- This event has passed.
The Great Escape: Nine Jews Who Fled Hitler and Changed the World
October 29, 2014 @ 12:00 am
Kati Marton, award-winning former NPR and ABC News correspondent andbestselling author, discusses her critically-acclaimed book, The Great
Escape: Nine Jews who Fled Hitler and Changed the World. As the New York Times
writes, The Great Escape “describes the crossroads where art and politics
meet, the perils of dictatorship and the horrors of war, all of it punctuated by the
frantic struggle to create the atomic bomb.”

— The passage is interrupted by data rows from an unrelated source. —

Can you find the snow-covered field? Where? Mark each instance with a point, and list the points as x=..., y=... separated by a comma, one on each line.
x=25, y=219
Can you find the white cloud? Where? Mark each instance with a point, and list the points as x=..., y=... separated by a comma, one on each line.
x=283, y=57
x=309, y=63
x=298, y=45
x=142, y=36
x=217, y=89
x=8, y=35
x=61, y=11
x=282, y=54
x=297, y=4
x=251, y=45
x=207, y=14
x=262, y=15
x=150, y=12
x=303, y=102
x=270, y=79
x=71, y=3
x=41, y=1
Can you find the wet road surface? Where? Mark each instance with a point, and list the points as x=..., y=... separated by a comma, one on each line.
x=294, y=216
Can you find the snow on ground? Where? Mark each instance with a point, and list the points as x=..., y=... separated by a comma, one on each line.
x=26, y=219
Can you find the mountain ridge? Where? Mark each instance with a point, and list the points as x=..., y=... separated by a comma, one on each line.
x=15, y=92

And the New Yorker: “Marton illuminates Budapest’s vertiginous Golden Age and the
darkness that followed…. By looking at these nine lives — salvaged, and
crucial — Marton provides a moving measure of how much was lost.”
================
In The Great Escape, Kati Marton follows nine survivors over the decades as
they flee fascism and antisemitism, seek sanctuary in England and America,
and set out to make their mark. The scientists Leo Szilard, Edward Teller,
and Eugene Wigner enlist Albert Einstein to get Franklin Roosevelt to
initiate the development of the atomic bomb. Along with John von Neuman,
who pioneers the computer, they succeed in achieving that goal before Nazi
Germany, ending the Second World War, and opening a new age. Arthur
Koestler writes the most important anti-Communist novel of the century,
Darkness at Noon. Robert Capa is the first photographer ashore on D-Day. He
virtually invents photojournalism and gives us some of the century’s most
enduring records of modern warfare. Andre Kertesz pioneers modern
photojournalism, and Alexander Korda, who makes wartime propaganda films
for Churchill, leaves a stark portrait of post war Europe with The Third
Man, as his fellow filmmaker, Michael Curtiz, leaves us the immortal
Casablanca, a call to arms and the most famous romantic film of all time.
Marton brings passion and breadth to these dramatic lives as they help
invent the twentieth century.
The event is free and the public is welcome to attend.